Comenzaba a no haber remedios ni entretenimientos para la
soledad y los abrazos lanzados al viento sin respuestas. Demasiado tiempo
inventando como suplir al aire que respondía a noches de cama dónde aferrarte
al colchón era la única forma de recibir algo a cambio en las oscuras y frías
despedidas del día.
Alguna vez, entre las tinieblas de la calle pude atisbar
confusión pero, mis convencimientos nunca me dejaron que las dudas llegasen a
colar entre mis sábanas. Nunca dejé subir por las escaleras de casa a aquello
que no sentía en lo más mínimo. Abrir la puerta con la compañía del trotar de
unos tacones altos, de vuelta de nada. En ningún baile aquellos centímetros que
embelesaban mi figura habían pisado algo digno de hacer música junto mis pasos
en mi vuelta a casa.
Los besos que nunca daba comenzaban a helarse de frío y a convertirme en una persona vacía. Se acumulaban y morían sin remedio y por
decisión propia cada vez con más asiduidad. Siempre huí del auto
convencimiento, pero me convencía de que, como alguna otra vez hace ya mucho,
podría desnudar mi alma al mismo tiempo que mi cuerpo, de la mano, nunca fue
natural hacerlo de otro modo para mí, porque los instintos naturales también
funcionan a través de impulsos. Todos llevamos dentro a un actor, pero fingir
al borde de la almohada es un papel que siempre me quedo grande aun
interpretándome a mí misma.
Las puestas de sol con cortinas echadas se apropiaron de mis
ganas, y mis sonrisas solo eran ya dibujadas. Eso si nunca me abandonó la
esperanza. Entre de los encierros desesperados y las salidas exageradas e
inapropiadas, llegué a sentirme el más común de los mortales a veces, y otras,
un ser extraño que no se comprendía ni si quiera a sí mismo.
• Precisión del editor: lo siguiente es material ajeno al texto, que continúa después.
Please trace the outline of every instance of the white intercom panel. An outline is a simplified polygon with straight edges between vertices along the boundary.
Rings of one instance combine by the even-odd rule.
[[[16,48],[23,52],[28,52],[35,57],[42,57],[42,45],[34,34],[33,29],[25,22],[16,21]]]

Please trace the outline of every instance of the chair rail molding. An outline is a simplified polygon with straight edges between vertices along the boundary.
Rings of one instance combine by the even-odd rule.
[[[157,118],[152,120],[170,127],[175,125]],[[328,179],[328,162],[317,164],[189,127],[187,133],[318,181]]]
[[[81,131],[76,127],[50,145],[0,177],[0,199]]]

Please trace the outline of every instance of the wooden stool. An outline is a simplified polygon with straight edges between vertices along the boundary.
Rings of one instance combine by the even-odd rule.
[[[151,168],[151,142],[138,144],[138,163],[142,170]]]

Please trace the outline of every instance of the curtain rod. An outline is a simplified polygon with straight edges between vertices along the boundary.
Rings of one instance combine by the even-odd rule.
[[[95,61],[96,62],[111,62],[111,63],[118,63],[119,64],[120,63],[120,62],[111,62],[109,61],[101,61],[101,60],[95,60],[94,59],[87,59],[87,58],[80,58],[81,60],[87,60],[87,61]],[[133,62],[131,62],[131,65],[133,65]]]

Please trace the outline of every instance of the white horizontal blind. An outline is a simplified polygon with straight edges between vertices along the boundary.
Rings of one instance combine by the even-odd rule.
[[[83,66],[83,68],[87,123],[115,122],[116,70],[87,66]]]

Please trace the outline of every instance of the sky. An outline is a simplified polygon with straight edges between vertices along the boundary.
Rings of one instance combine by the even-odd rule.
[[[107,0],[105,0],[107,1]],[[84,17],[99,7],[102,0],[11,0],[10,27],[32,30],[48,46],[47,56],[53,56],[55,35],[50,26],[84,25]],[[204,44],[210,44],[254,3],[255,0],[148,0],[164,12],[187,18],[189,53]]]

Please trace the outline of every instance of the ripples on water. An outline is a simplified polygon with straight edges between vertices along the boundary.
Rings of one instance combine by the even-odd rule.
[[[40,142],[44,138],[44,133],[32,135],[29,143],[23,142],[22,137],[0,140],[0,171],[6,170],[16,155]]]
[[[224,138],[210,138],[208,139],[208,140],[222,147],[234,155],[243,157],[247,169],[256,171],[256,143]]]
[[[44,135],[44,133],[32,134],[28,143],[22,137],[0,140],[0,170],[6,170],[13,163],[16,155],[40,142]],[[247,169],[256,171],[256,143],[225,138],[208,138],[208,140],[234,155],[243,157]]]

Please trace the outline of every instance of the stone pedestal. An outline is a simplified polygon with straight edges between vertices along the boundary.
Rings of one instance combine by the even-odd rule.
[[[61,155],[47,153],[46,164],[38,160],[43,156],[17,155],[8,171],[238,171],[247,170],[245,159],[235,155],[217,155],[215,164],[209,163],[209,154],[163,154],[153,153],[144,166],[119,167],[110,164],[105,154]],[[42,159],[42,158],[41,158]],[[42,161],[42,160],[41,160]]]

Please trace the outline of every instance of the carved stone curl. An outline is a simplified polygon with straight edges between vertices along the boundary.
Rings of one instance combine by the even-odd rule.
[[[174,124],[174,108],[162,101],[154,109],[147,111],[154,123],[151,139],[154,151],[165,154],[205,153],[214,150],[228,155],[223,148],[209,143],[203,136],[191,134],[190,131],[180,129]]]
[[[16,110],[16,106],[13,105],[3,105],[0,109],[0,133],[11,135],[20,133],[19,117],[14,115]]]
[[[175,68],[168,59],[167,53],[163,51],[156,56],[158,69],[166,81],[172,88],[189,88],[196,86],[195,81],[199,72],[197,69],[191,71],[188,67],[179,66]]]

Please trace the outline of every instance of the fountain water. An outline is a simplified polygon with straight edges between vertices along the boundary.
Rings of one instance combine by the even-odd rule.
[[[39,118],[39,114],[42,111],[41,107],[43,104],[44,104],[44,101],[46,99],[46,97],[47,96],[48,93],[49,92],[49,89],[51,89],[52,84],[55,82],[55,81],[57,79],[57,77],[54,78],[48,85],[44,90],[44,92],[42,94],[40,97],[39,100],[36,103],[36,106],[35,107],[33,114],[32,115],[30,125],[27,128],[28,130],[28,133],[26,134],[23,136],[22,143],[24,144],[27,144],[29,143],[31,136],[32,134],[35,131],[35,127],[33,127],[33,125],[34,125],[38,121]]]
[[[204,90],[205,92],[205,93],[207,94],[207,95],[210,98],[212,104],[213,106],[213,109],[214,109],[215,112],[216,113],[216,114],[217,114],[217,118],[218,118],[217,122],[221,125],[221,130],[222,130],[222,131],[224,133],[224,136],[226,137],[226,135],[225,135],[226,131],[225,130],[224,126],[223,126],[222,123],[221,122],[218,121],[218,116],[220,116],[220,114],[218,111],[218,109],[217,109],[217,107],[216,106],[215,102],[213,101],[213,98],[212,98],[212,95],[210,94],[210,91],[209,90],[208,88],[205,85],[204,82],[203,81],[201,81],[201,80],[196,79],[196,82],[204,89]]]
Los cafés a media tarde, los libros y novelas eternas, y las
horas frente al ordenador eran mi mejor compañía en la mayoría de los días. A
veces, cuando me hacía consciente de la relación espacio-tiempo, de cuan
pérdida estaba y que no sabía exactamente si aquello que quise un día se esfumó
para no volver, las lágrimas resbalaban sin remedio por mi rostro y me sumía en
una marabunta de preguntas sin respuestas. La capacidad de despertar
sentimientos en mi parecía morir sin remedio. Un auténtico precipicio para mis
principios.
Yo que soy consciente de que no necesito un estuche para los
lápices, sino que todos mis bolis funcionen cuando esté frente a mi escritorio.
Yo que, siempre llevé las gafas de sol por más caras que fuesen en el bolso
sabiendo del peligro de rotura, yo que no me fijo en presentaciones ni
envoltorios, tan sólo en que me desnuden el alma.
Una misión casi imposible. Simplemente por la postura en la
que me encontraba.
Buenos días. Buenas noches.
No quiero marcharme pero sabré cuando partir.